Demographics of the population

Economic status of the population and the health of the economy

Socio-cultural factors

Natural factors like the weather, natural disasters that occur, and others.

Income statistics of the individual

The educational background of the country as a whole

Language barriers between nations.

Political environment and the legal framework of the company.

All these factors give the companies a coherent understanding of the market that is going to be there in the entering country. Most countries prefer their neighboring countries for the import and export of goods because of familiarity. The more promising countries might have equal risk associated with the expansion. For example, the major exporting countries for the United States are none other than Mexico and Canada. Examples of some renowned companies are −

Kentucky Fried Chicken (KFC) − When KFC entered the Chinese market, they introduced dishes like the dragon twister, a wrap stuffed with chicken strips, duck sauce, and others. When the brand entered the Nigerian market, it witnessed a shortage of chicken supply in the market, and it was illegal for them to import chicken from other countries, hence the brand started adding more fish-related dishes to its menu.

MacDonald’s − When MacDonald’s entered the Indian market, they knew that beef-related products would not only be acceptable but the company would also be frowned upon; hence, the brand came up with more and more chicken-based products and even started many poultry-related burgers and dishes for vegetarian consumers.

Entry into the developing markets

Brands have to understand that the majority of the world’s population resides in developing nations, not developed or underdeveloped ones. India and China are the most populated countries in the world. Hence, with a growing population, these brands offer companies major opportunities for growth and success. Along with opportunities, brands will be facing major adaptation challenges as well. Brands have to adjust their pricing, promotional strategies, products, and distribution channels according to the customers and their needs.

Companies cannot and should not ignore these markets, as Nestle has more than 1 billion consumers in the merging market and 40% of the sales are derived from emerging countries. HUL’s 50% of the sales are derived from developing nations like BRICS (Brazil, Russia, China, India, and South Africa); Kraft has 30% of its sales derived from developing nations; and others. Businesses have adjusted themselves to position themselves in the BRICS market, and some of the examples could be −

McDonald’s − The brand is discussed here again. When McDonald’s entered the Indian market, it understood that customers were price sensitive and did not believe in wasting food; they wanted a value meal, so the size of all its fast food was reduced to better serve them.
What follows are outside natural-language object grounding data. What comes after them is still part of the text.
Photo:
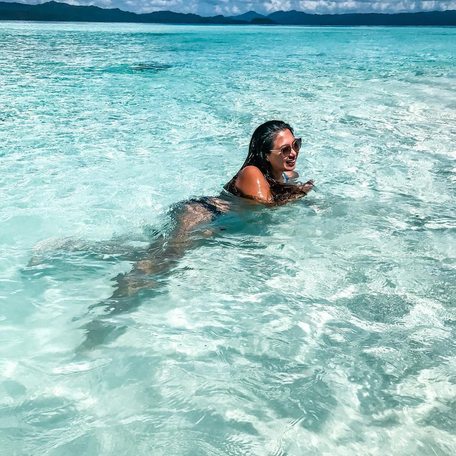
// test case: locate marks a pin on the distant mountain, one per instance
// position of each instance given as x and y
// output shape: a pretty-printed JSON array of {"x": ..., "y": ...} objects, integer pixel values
[
  {"x": 249, "y": 16},
  {"x": 54, "y": 11},
  {"x": 447, "y": 18}
]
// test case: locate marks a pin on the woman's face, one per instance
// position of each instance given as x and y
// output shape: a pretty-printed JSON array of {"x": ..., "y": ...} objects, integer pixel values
[{"x": 283, "y": 156}]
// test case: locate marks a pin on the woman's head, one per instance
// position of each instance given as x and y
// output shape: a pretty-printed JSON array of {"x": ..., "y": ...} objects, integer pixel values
[{"x": 266, "y": 148}]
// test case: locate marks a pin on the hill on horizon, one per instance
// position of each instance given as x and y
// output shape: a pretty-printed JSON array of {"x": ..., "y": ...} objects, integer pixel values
[{"x": 56, "y": 11}]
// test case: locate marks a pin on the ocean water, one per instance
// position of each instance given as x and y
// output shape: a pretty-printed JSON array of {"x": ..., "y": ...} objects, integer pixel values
[{"x": 326, "y": 326}]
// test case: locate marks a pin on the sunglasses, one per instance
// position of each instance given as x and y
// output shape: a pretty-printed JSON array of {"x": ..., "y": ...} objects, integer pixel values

Hindustan Unilever Limited (HUL) − The company understood that, though it has very strong distribution channels, not all of its customers are willing or able to afford those big boxes of shampoo, oil, and conditioner. Hence, the companies came up with the sachet system of packaging, which does not burn a hole in the purchaser’s pocket during purchase.

Companies should be entering international markets. There are a lot of opportunities in these markets for the company. The countries and their customers will also embrace the brand, but for that to happen, companies also have to understand their customers, their thinking process, their behavioral patterns, their beliefs, and their culture. It is a two-way road, and they must meet both ways.

Today, we see cold drinks like Thumsup, Fanta, Sprite, Limca, and Pepsi available in every nook and cranny of India, but for that, they understood their customers and adapted themselves. Most Indians today believe that HUL is a brand that originated in India, but this is not the case. Expansion is powerful, and companies should invest in the same.